Pro lacrosse is so rough that the Dirty Dozen would have been a more likely candidate for the finals than the Caribous. Quebec had spent more than half of the NLL season being pushed around by the league’s five other teams. As late as Aug. 25 the Caribous were in last place; then a dramatic drive (they won six of their last eight games) qualified them for the fourth and final spot in the playoffs. That achievement was followed by a startling victory in the first round over the defending champion Long Island Tomahawks. Quebec knocked off the Tomahawks in six games, rather easily taking its four victories by scores of 10-8, 14-9, 15-11 and 18-12.
Meanwhile, Montreal, one of the NLL’s front-runners throughout the season, was defeating the Boston Bolts in the other first-round pairing to make the finals an intra-province affair. But in the tightly balanced NLL, not even classy Montreal could ease into the title round. It had to rally from a 3-1 deficit against the Bolts to make it.

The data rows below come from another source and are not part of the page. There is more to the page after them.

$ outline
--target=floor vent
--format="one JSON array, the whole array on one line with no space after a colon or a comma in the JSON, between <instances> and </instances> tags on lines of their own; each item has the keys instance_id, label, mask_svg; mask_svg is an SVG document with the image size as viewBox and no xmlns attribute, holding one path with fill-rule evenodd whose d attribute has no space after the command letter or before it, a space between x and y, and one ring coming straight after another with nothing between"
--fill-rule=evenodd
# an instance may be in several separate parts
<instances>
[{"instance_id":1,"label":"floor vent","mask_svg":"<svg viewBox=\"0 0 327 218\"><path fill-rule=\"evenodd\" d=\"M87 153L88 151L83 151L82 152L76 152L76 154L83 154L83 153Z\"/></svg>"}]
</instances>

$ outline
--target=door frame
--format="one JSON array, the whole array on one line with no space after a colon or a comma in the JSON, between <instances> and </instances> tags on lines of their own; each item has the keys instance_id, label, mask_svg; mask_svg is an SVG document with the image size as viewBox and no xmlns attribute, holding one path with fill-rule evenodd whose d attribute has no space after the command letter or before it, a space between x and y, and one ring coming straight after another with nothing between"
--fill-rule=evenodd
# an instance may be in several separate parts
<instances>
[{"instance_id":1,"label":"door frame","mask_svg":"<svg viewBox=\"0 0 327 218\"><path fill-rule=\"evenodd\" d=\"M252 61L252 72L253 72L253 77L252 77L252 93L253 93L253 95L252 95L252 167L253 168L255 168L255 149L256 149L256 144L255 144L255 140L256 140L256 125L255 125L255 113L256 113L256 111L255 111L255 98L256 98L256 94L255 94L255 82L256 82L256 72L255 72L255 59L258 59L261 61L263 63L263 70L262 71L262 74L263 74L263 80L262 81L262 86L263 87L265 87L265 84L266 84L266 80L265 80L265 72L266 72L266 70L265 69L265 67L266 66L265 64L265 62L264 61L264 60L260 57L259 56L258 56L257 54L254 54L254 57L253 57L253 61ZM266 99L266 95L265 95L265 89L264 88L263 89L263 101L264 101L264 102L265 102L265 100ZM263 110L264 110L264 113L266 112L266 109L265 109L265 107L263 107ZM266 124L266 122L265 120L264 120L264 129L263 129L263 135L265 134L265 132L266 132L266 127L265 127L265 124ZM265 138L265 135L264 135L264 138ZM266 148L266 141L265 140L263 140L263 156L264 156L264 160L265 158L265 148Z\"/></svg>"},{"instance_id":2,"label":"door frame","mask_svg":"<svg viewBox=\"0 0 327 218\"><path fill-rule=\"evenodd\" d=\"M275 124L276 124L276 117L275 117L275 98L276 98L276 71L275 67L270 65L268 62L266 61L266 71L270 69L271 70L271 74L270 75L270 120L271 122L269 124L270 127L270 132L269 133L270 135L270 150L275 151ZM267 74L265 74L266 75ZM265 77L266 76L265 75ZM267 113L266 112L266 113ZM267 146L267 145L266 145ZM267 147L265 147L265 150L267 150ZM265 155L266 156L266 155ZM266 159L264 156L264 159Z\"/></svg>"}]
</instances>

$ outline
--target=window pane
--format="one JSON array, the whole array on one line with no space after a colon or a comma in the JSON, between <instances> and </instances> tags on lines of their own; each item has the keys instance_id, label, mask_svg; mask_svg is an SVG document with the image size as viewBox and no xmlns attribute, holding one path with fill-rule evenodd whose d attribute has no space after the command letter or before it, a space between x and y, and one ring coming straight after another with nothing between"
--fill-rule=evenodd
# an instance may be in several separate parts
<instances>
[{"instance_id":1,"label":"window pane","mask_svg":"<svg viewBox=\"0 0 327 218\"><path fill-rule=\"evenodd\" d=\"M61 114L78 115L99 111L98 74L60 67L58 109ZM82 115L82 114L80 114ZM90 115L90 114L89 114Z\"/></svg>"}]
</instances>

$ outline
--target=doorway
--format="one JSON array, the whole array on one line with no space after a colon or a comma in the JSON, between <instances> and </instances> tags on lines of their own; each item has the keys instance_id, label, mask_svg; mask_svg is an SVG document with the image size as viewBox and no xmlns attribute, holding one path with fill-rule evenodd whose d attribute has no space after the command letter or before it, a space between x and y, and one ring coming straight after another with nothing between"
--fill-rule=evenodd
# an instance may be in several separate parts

Despite all these theatrical preliminaries, the thing that surprised the equipe de crosse fans in the Quebec bistros was the status of the Nations Trophy series when it arrived in their city. Brilliant play by Travis Cook, who scored eight points in the opening two games in Montreal, and Goalie Larry Smeltzer, who made 81 saves, and Coach Medo Martinello’s modified zone defense had thrust Quebec into another unexpected position—a 2-0 lead.
For the members of the SRO crowd of 10,781 that gathered at the Colisee for the third game, any lead, any time over Montreal is worth savoring. The two cities have been rivals for generations; the sophisticated, Continental aura of Montreal and the chain-saw, Lucky Pierre image of Quebec go together like ’52 Lafite Rothschild and a Big Mac.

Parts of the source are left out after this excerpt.